Last month, the Telegraph blamed solar panels wilting in a heatwave for a coal-fired power station being reactivated. The story was published even after I provided them with technical data sheets showing that, while photovoltaic performance does dip marginally in the heat, the long sunny days of summer compensates for this. Such myths were later spread on social media by the likes of Toby Young, Andrew Neil and DUP MP Sammy Wilson.
Fortunately, the BBC published a far more accurate story in response, confirming that the real reason was a grid connection to Norway failing, a nuclear power station being down for maintenance and increased demand for air conditioning.
Solar is the most popular source of energy among the public
Solar remains the most popular form of energy generation, according to the government’s own Public Attitudes Tracker. A recent survey, commissioned by our friends at RenewableUK, found that investing in renewables was backed by 77 per cent of respondents, even rising to 84 per cent among Conservative voters in particular. This is more support than for any of Rishi Sunak’s ‘five pledges’ and clearly should make for sober reading for those pressing to ‘ditch the green stuff’.

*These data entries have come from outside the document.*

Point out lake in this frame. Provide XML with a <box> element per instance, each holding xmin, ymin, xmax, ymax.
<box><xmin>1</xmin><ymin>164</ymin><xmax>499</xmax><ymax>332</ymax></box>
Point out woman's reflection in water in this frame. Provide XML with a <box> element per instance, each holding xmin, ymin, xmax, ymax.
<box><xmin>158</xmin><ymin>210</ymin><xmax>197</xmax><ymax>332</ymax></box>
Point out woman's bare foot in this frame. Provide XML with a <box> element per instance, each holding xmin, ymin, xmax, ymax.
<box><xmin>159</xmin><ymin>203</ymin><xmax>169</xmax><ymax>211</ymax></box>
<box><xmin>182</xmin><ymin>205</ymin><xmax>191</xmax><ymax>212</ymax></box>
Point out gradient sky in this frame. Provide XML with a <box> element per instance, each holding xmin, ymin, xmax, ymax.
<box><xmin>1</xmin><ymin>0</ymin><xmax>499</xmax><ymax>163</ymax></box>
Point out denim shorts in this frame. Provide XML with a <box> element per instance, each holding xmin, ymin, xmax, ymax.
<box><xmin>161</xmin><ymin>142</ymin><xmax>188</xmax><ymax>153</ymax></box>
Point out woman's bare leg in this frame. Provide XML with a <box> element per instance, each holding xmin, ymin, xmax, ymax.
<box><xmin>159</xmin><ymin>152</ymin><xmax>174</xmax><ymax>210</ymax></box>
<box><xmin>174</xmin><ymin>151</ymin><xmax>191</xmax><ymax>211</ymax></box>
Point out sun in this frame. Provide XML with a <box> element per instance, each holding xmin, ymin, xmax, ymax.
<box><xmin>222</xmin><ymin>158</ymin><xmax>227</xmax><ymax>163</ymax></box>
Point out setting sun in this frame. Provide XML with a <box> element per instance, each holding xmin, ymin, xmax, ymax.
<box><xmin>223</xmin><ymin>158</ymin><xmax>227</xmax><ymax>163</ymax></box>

People living near solar farms back them to a far greater degree than most would think, according to new research published today. A survey of attitudes to solar power, produced by Copper Consultancy, found that 94 per cent of people in the vicinity of an existing, proposed or under construction solar farm had either supportive or, at the very least, neutral attitudes to the sector. In fact, two fifths strongly supported its development, with only one per cent strongly opposed, according to their findings.
But the survey found that people mistakenly think that there is limited local support for solar farms. Local residents tend to become more supportive over time. The fear of the new ultimately fades.
As Chris Hewett, Solar Energy UK’s chief executive, said in response to the survey: “It is clear that attacking solar farms is far from the vote winner some politicians might think it is, so Rishi Sunak’s administration is wise to be far more positive about solar farms than his predecessors. It is only a tiny, if vocal, minority that have given some politicians the impression that solar farms are unpopular”.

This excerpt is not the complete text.